The guns were always at work. On my day of my visit to this area there was an almost continuous bombardment going on. The shells were hurtling over our heads. You heard the sharp discharge, and then the exploding of the shell. You saw nothing. The sound re-echoes through the woods and valleys like rolling thunder. The French fire six rounds to the enemy's one. The object of the cannonading is to disturb any work going on behind the enemy lines.
(5) Frederick Maurice, Daily Chronicle (7th September, 1918)
Why has our Government expressed no recognition of Sir Douglas Haig's leadership and the valour of our men? We are often accused of concealing the performances of our own troops, and of giving the credit to others. This time there has been no concealment, which makes it more remarkable that so conspicuous a success should have been allowed by the War Cabinet to pass unnoticed.
(6) Frederick Maurice, Daily Chronicle (13th September, 1918)
He (David Lloyd George) did right in doing homage to Marshal Foch, but his omission to make any reference to the prominent part played by Sir Douglas Haig in the achievement of the recent victories was very marked. It is a small mind that petulantly refuses to acknowledge the services of a great soldier.
(7) Frederick Maurice, Daily Chronicle (3rd October, 1918)
The British successes on the Western Front since 8th August are much the greatest in scale ever won by the British Army or a British General. Within the period under review General Pershing and General Allenby have received the official congratulations of the British Government, and Mr. Lloyd George has congratulated Marshal Foch. Various private organizations have sent congratulations to Sir Douglas Haig, including the Labour Party and the National Liberal Federation; but the War Cabinet has remained silent.
(8) The Morning Post (17th October, 1918)
It is at least a coincidence that the Daily Chronicle should have thus changed hands at a moment when that journal was developing into an outspoken critic of Lloyd-Georgian policies. Just as there are other ways of killing a cat than choking it with cream, so there are other ways of silencing newspaper critics than by conferring on them the Order of the British Empire.
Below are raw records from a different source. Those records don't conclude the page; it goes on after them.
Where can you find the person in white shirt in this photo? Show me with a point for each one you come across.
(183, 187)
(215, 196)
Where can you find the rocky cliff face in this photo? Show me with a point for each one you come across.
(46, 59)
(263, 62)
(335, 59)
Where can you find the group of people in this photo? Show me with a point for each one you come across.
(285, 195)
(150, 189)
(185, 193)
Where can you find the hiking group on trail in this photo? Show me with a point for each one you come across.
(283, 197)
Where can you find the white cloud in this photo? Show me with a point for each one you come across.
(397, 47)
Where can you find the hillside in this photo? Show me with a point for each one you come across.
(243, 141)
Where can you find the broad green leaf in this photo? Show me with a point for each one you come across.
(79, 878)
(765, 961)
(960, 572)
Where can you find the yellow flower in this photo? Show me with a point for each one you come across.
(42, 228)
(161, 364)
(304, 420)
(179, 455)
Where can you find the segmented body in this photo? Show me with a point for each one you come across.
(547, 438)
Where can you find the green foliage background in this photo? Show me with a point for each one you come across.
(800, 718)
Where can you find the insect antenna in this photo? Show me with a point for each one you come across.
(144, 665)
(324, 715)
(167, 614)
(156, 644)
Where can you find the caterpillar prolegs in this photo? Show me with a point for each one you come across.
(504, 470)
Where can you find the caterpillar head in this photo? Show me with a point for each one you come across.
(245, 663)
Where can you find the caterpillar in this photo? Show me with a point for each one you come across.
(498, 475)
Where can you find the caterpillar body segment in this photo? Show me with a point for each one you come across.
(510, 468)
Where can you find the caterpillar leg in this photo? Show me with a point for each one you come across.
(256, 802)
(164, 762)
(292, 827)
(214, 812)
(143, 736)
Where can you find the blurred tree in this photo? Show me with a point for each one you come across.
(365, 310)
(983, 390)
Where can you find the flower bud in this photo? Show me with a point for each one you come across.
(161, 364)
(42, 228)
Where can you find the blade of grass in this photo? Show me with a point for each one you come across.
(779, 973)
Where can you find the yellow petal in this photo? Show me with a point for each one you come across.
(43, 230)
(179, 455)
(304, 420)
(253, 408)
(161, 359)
(9) The Star (17th October, 1918)
One thing we may be certain of there will be no repetition of the leading article which complained that Sir Douglas Haig had never received the congratulations of the Prime Minister and the War Cabinet on his brilliant series of victories. The article appeared in the Daily Chronicle on Thursday morning. On Friday night the Prime Minister's representative had taken charge of the offices of the newspaper and Mr. Donald had resigned. Fleet Street knows the Prime Minister does not spare those who cross his path. General Maurice, who ceased to be a Director of Military Operations when he exposed the Prime Minister's speeches, is now the Military Correspondent of the Daily Chronicle, and it will be interesting to see how long he holds that post.